For those struggling with money management, bankruptcy is often the very last resort. Thus, debtors are constantly looking for other solutions to get their debt under control. Many of these options include credit counseling, debt settlement, and mortgage modifications. While these are all great solutions to a debt crisis, they all involve hidden dangers that can make financial matters worse. Grand claims such as “Eliminate up to 70 percent of your debt!” make debt settlement an appealing option, but is it really better than a bankruptcy?

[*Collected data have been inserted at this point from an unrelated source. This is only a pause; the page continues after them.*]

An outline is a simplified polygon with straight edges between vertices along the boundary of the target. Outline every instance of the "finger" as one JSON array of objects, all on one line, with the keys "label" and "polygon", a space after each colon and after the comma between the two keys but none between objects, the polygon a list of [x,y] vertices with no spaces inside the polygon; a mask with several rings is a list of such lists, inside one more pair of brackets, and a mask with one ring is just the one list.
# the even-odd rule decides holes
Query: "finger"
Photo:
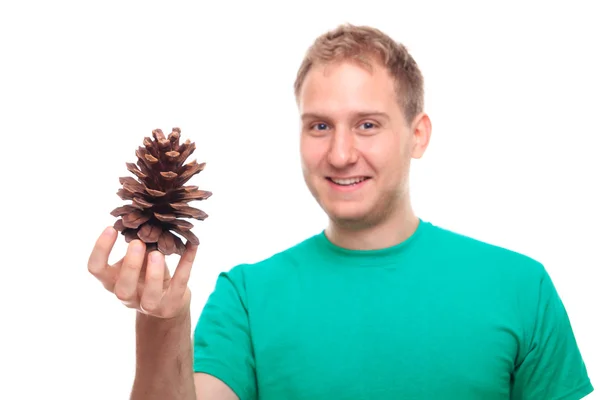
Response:
[{"label": "finger", "polygon": [[101,280],[104,288],[111,293],[114,293],[115,291],[115,283],[117,282],[117,278],[119,277],[119,272],[121,271],[121,265],[123,264],[124,259],[125,257],[121,257],[121,259],[117,261],[114,265],[108,265],[106,276]]},{"label": "finger", "polygon": [[197,245],[192,245],[190,242],[186,244],[185,252],[177,264],[173,279],[171,279],[171,283],[165,294],[165,303],[177,301],[185,294],[197,251]]},{"label": "finger", "polygon": [[165,256],[160,251],[150,252],[146,265],[146,281],[140,299],[140,308],[149,314],[158,311],[163,294]]},{"label": "finger", "polygon": [[117,240],[117,231],[109,226],[96,240],[88,259],[88,271],[101,282],[111,278],[112,270],[108,266],[108,257]]},{"label": "finger", "polygon": [[141,240],[132,240],[127,246],[127,253],[119,269],[119,276],[115,283],[114,293],[125,305],[137,304],[137,284],[140,270],[144,264],[146,246]]}]

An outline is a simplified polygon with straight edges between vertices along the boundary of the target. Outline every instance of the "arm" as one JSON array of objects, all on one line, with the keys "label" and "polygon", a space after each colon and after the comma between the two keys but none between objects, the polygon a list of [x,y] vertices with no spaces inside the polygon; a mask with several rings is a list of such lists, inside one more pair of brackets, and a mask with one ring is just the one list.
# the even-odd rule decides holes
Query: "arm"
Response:
[{"label": "arm", "polygon": [[162,320],[136,317],[136,373],[131,400],[195,397],[190,313]]},{"label": "arm", "polygon": [[190,335],[189,309],[173,320],[138,313],[137,368],[131,400],[238,400],[220,380],[193,373]]},{"label": "arm", "polygon": [[[237,396],[235,399],[258,400],[250,305],[246,295],[253,284],[248,279],[247,267],[239,265],[217,278],[194,332],[194,372],[199,373],[196,376],[206,374],[226,384]],[[196,379],[197,388],[199,379]],[[204,399],[200,395],[198,398]]]},{"label": "arm", "polygon": [[527,291],[531,323],[513,372],[511,399],[579,400],[594,388],[563,302],[547,272],[540,275]]},{"label": "arm", "polygon": [[131,399],[237,400],[231,389],[192,369],[188,280],[196,247],[188,245],[171,279],[164,256],[146,257],[139,240],[108,264],[117,232],[108,228],[97,239],[88,260],[89,272],[128,308],[136,310],[136,374]]}]

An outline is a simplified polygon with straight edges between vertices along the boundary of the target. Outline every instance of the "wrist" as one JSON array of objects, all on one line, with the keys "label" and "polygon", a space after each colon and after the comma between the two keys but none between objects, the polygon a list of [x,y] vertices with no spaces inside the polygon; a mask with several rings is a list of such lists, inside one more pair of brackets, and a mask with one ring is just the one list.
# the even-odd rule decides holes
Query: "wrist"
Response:
[{"label": "wrist", "polygon": [[137,311],[136,321],[138,325],[143,325],[149,329],[172,329],[179,326],[184,326],[189,323],[190,320],[190,306],[183,307],[179,313],[169,318],[155,317],[153,315],[145,314],[141,311]]}]

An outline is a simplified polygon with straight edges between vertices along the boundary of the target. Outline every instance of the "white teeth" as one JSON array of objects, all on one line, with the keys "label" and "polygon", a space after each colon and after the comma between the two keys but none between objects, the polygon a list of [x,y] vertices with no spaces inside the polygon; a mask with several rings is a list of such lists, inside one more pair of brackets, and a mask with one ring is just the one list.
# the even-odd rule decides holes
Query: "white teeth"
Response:
[{"label": "white teeth", "polygon": [[365,177],[361,177],[361,178],[349,178],[349,179],[331,179],[333,182],[337,183],[338,185],[343,185],[343,186],[349,186],[349,185],[354,185],[355,183],[359,183],[364,181]]}]

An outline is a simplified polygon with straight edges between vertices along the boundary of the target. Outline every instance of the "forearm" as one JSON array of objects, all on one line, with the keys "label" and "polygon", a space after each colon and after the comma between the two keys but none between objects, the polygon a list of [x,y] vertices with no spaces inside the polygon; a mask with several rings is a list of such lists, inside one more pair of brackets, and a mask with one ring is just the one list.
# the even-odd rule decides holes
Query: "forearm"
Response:
[{"label": "forearm", "polygon": [[189,309],[171,320],[137,314],[131,400],[142,399],[196,399]]}]

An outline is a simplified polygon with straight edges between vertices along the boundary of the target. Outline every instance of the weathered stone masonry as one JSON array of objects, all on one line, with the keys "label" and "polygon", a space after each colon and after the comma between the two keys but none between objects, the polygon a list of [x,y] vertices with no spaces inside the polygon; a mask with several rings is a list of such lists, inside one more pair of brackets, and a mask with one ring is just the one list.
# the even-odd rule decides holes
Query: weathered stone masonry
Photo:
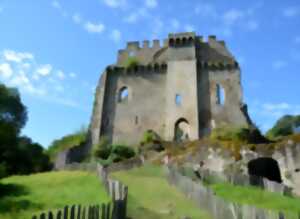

Why Debt Settlement Isn’t Always the Answer
The process of debt settlement involves a 3rd party – a debt settlement company – that acts as a liaison between you and your creditors. You explain your financial predicament to the company, provide your creditors, and they’ll help you reduce your debt as well as your monthly payments. Instead of sending payments to your lenders, you send them to the debt settlement company. The settlers are able to do this because they put your payments into a savings account before negotiating a settlement with your creditors. The fee you owe the settlers could be a flat-fee, hourly rate, or percentage of the cancelled debt.
However, debt settlement isn’t always the best money management option. The dangers include:
· Spending more money unnecessarily. With so many money management options such as a bankruptcy, loan modification, refinancing, and much more available, a debt settlement might make you pay more than you would pay otherwise. While it may help you reduce debt, it might not be the most cost effective solution. Whenever considering the money management options available, always analyze the amount of money you’re rerouting to a 3rd party.
· Tax considerations. Even though debt may be forgiven through a debt settlement, this money management option doesn’t take taxes into consideration. In other words, you still owe taxes on the forgiven debt. Ouch.
· Damaged credit score. Because of the way debt settlements work (settlers collect payments for months before negotiating a settlement), late and unpaid payments will be reported to the credit bureaus. So while you’re waiting for your debt to be eliminated, your credit score is dropping.